Celebrate marriage and motherhood
Who hasn’t listened to anti-marriage comments at work or among friends? The world will tell young people that marriage is awful, and not worth it. And sadly, many people speak out of experience. Many have had to face divorce, adultery, or domestic violence. Sadly, there are marriages that are suffering. However, that doesn’t mean marriage is bad in itself, but rather that human beings can turn something so beautiful into something to dread.
Likely, who hasn’t listened to the complaints of women (and men) about having to rear children and how awful it can be? I dare say we all have! I’ve heard comments ranging from how awful pregnancy is, to how horrible the anxiety can get when your children are already adults and have to face harsh situations. I have, sadly, even heard women regret having had children in the first place. That is the world we live in, and you don’t need to form your views on marriage and motherhood based on those comments, nor on marriages that you’ve seen fail.
As time goes by it is becoming more rare to see women celebrating that they got married or they had children, first of all because many young adults are not interested in marriage whatsoever, let alone parenthood.

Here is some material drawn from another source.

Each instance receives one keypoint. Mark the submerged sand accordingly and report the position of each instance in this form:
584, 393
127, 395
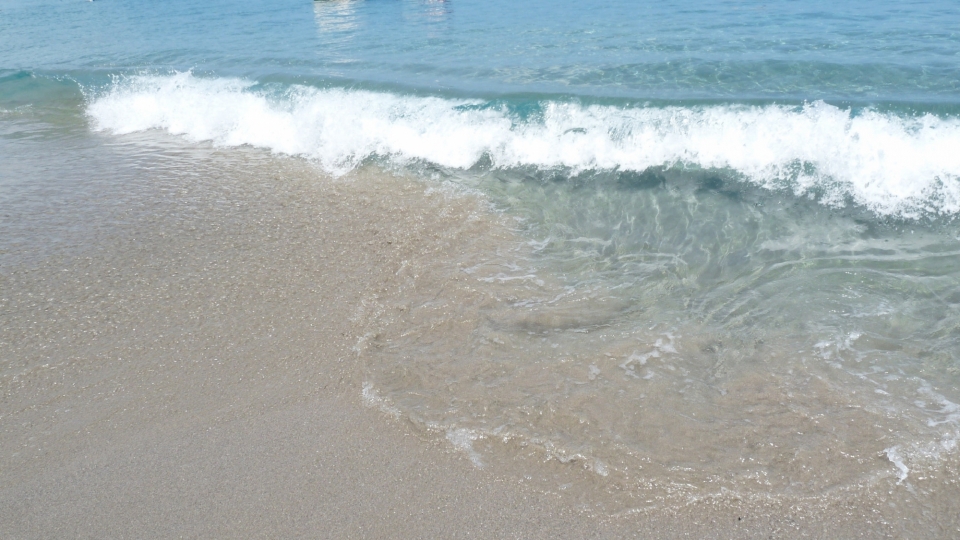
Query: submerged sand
190, 363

Women from my generation and younger ones celebrate being able to travel through the world, or spending time with their fur-children, or they rejoice in the fact that they are not committed to one single person for life but can rather date a new person every time they get tired of their most recent relationship.
Now, I don’t mean to say that no one in my generation upholds marriage and parenthood to a high position, but I do mean to say that sentiments against both things are increasing rapidly, and that is worrisome and sad. So, next time you see a friend of yours getting married or announcing they are having a baby, do take the time to celebrate that! And do it openly if you will, organizing baby showers, posting it on social media, or commenting on their posts. Marriage and parenthood are a beautiful thing, because God has created us to glorify Him through those things.
Added to that, when we see women (or men) talk down on womanhood, the traditional role of women, marriage or children, let’s speak up! Let’s defend the design God gave to women, and the nuclear family that He, in his goodness, has instituted for his glory, the good of society, the church, and for our enjoyment.